State Sen. Rob Farnsworth, R-Hibbing, who also said he does not support spending agency funding on recreational marijuana, asked for the Fond du Lac Band’s position on mining, saying “We’ve had organizations that have come before this Board asking for money and they’ve actively opposed mining.”
In response, Fond du Lac Vice Chairperson Roger Smith said the Band has been very clear on this question. “We are not opposed to mining,” Smith said. “We are opposed to irresponsible mining.”
Smith said the Band is concerned about protecting the Saint Louis River, and upholding its water quality standards. The Fond du Lac Band has filed several lawsuits challenging permits granted to the proposed NewRange copper-nickel mine, formerly known as PolyMet.
But Smith said the Band realizes the economic importance of the industry. “We understand the need for mining, and we understand the need for the jobs that it creates,” he said.
Job creation
State Sen. Grant Hauschild, D-Hermantown, said it’s important for the IRRR to engage with communities that have concerns about mining.
“There is an opportunity here for us to engage with partners that are trying to create jobs,” Hauschild said. “Jobs that are not meant to be a political statement, simply an economic driver in our communities. And we need all the jobs that we can get.”
IRRR staff estimate the project would create 55 jobs, with wages from $16 to $18 per hour, in a rural community where job opportunities often require long commutes.
The Brookston facility would produce 120 to 240 pounds of cannabis flower per month, staff said, and manufacture approximately 15,000 edibles and concentrate products per month.
“This is about creating jobs,” Fond du Lac Band Secretary-Treasurer Robert Abromowski told the Board. “You’re kind of making it a mining issue. It’s really not. It’s completely separate.”
State Rep. Roger Skraba, R-Ely, who voted against awarding the loan, questioned whether the facility would be able to recruit employees at those wages. He also wondered how many other entities — including the Bois Forte and Grand Portage Bands — might come to the Board asking for funding to start cannabis operations.
“How much money are we going to invest in this? Where are we going in the future? Because everyone’s going to come before us,” Skraba said.
While recreational cannabis was legalized in Minnesota last year, the state is still setting up guidelines for the new industry. Tribal cannabis operations are not required to wait for state licensing.

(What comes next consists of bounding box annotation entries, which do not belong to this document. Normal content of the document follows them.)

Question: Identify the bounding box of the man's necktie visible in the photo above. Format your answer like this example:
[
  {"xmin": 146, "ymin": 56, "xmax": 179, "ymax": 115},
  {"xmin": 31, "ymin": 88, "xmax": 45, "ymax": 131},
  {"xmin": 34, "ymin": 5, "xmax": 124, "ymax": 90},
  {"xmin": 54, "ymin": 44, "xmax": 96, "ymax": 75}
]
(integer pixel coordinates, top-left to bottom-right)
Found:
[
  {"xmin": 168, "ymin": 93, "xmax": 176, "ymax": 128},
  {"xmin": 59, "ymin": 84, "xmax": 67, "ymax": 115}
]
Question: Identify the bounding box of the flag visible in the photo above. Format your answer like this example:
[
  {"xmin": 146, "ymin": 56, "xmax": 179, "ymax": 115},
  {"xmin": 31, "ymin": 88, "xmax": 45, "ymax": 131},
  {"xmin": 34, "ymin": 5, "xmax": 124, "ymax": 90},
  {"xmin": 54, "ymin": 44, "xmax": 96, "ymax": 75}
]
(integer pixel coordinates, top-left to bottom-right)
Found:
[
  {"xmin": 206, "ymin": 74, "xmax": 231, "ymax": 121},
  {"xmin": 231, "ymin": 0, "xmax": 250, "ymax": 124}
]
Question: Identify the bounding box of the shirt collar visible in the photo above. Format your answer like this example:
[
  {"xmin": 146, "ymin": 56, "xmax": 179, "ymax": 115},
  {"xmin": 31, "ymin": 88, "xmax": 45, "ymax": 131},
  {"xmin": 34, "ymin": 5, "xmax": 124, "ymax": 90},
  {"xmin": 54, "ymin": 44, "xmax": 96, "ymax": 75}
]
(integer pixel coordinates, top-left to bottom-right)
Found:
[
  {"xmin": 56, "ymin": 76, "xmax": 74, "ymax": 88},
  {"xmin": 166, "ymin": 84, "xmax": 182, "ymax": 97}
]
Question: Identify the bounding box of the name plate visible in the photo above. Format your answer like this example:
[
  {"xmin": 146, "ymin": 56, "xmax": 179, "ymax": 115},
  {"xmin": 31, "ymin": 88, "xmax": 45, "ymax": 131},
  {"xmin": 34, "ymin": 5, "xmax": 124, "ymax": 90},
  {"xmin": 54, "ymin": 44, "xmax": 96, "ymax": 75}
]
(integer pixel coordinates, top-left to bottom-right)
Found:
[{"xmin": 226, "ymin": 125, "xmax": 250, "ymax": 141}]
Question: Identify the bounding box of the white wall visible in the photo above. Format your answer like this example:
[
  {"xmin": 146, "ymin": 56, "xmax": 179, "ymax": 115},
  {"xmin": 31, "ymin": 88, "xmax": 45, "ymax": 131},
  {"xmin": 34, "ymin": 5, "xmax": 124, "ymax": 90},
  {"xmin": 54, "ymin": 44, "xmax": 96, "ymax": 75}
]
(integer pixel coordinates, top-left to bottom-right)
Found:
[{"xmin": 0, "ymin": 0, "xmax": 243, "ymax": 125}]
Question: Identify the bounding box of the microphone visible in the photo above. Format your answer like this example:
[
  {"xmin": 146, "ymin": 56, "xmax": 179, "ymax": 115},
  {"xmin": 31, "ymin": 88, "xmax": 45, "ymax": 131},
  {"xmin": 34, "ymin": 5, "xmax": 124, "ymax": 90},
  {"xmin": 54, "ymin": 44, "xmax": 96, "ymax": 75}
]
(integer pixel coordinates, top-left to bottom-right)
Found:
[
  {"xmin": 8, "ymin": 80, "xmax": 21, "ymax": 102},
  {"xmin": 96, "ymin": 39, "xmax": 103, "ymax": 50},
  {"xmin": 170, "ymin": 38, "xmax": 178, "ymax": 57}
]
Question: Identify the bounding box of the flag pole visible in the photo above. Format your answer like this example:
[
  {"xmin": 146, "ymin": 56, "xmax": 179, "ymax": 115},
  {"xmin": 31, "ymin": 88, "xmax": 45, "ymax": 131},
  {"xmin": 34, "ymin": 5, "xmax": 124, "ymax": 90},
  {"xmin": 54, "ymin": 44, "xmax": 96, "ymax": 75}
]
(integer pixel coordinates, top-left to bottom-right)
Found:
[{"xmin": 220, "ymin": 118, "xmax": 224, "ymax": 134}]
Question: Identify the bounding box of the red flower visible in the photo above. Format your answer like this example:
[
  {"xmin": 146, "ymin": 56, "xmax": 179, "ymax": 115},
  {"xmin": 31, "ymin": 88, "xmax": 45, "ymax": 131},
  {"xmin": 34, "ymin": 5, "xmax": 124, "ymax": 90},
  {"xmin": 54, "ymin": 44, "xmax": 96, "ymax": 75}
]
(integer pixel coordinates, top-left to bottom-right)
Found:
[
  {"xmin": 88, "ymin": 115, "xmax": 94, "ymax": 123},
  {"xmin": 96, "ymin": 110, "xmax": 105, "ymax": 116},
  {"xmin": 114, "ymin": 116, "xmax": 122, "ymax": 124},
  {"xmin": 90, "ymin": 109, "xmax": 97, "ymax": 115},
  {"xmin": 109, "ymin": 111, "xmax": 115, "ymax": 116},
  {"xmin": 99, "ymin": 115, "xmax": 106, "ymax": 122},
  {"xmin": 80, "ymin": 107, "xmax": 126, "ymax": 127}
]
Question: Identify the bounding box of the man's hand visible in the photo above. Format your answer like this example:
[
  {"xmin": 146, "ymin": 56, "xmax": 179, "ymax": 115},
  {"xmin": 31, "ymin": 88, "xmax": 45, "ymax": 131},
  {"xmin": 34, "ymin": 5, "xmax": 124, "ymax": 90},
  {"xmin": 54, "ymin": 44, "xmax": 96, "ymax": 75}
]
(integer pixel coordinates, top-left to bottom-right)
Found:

Earlier this year the Mille Lacs Band of Ojibwe began construction on a 50,000 square-foot cannabis growing facility on tribal lands near Onamia. The White Earth Nation and Red Lake Nation already operate dispensaries.
State Rep. Spencer Igo, R-Wabana Township, who supported the loan for the cannabis facility in Grand Rapids, voted against supporting the Fond du Lac operation. He said delays in setting up the state system had changed his “temperament” toward the industry.
“I think one thing everyone in this room can agree on, whether you support marijuana or you’re against recreational marijuana, is that we want a safe and regulated market,” Igo said.
Meanwhile, the IRRR Board unanimously approved a $950,000 loan for Finnegan’s Farm, a company outside Two Harbors that cultivates hemp and manufactures and sells products including CBD beverages, vape cartridges and pens, tinctures and edibles.
The loan will fund the purchase of equipment to extract oils from hemp plants. The company currently sends its hemp material to the Twin Cities metro area for processing.